I would post a picture of the sheer insanity that is my room as I get ready to pack, but I am way too embarrassed to show people. My mom left yesterday for Indonesia with Compassion International. It's sad for me to say goodbye knowing that I'll be gone before she gets back. BUT I'm so beyond excited to get started with One Mango Tree. This next week will be a lot of planning travel arrangements from Entebbe to Kampala and finally to Gulu. I just found out that I have a meeting with a buyer in Kampala which is very good news for OMT, but also good because it means I get to spend more time with my dad before he flies back to the States. Looking forward to keeping everyone updated on this next step in my life.
I wanted to share the journey that brought me to Uganda. This is an abbreviated version of my testimony that I shared with Asbury United Methodist Church back in May:
My journey in missions started in a seemingly unlikely place – New York City.

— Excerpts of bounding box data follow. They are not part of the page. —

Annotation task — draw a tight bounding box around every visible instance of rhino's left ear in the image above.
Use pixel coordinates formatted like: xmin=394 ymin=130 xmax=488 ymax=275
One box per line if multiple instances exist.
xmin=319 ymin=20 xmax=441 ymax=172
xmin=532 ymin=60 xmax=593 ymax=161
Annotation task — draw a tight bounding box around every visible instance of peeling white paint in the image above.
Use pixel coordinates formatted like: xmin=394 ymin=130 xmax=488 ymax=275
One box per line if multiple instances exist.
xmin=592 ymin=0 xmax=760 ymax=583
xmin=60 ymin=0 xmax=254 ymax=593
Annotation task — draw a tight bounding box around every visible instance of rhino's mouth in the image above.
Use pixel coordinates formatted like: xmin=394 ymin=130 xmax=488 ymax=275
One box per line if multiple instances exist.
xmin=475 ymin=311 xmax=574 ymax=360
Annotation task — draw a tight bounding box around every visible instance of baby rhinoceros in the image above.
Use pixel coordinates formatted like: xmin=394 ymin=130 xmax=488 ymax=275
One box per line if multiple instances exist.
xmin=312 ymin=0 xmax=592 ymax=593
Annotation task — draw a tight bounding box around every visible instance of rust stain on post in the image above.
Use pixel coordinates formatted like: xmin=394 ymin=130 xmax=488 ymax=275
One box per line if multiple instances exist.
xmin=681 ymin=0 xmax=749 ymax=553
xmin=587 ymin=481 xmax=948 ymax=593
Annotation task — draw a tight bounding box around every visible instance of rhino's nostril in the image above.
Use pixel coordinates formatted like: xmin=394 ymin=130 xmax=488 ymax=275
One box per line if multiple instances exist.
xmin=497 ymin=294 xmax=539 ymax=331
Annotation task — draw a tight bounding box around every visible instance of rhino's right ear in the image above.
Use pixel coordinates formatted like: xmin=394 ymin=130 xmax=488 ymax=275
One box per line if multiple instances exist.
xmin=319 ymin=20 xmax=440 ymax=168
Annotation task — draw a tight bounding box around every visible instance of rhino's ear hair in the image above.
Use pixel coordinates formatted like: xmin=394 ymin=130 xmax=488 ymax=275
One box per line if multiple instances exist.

A recent graduate from art school, I had just moved to the City for my first job in the fashion industry. This job was everything to me. I felt like I finally made it – I got my foot in the door. I thought it was going to be nothing but a steady climb to the top.
As we are all very much aware, in the fall of 2008 the economy tanked. The company started making cut backs and they couldn’t afford to keep me. I rode the subway to my apartment in Brooklyn devastated.
God, how could you bring me here to have everything taken away? This isn’t fair! I JUST got here. I have a one-year lease. How am I going to afford to stay?
Those four months of unemployment were some of the hardest I’ve ever had to go through, but they proved to be some of the most rewarding. God showed himself during that time. He provided for all my physical needs…my rent, food. Looking back, he was teaching me how to live simply. He wanted me to trust him completely.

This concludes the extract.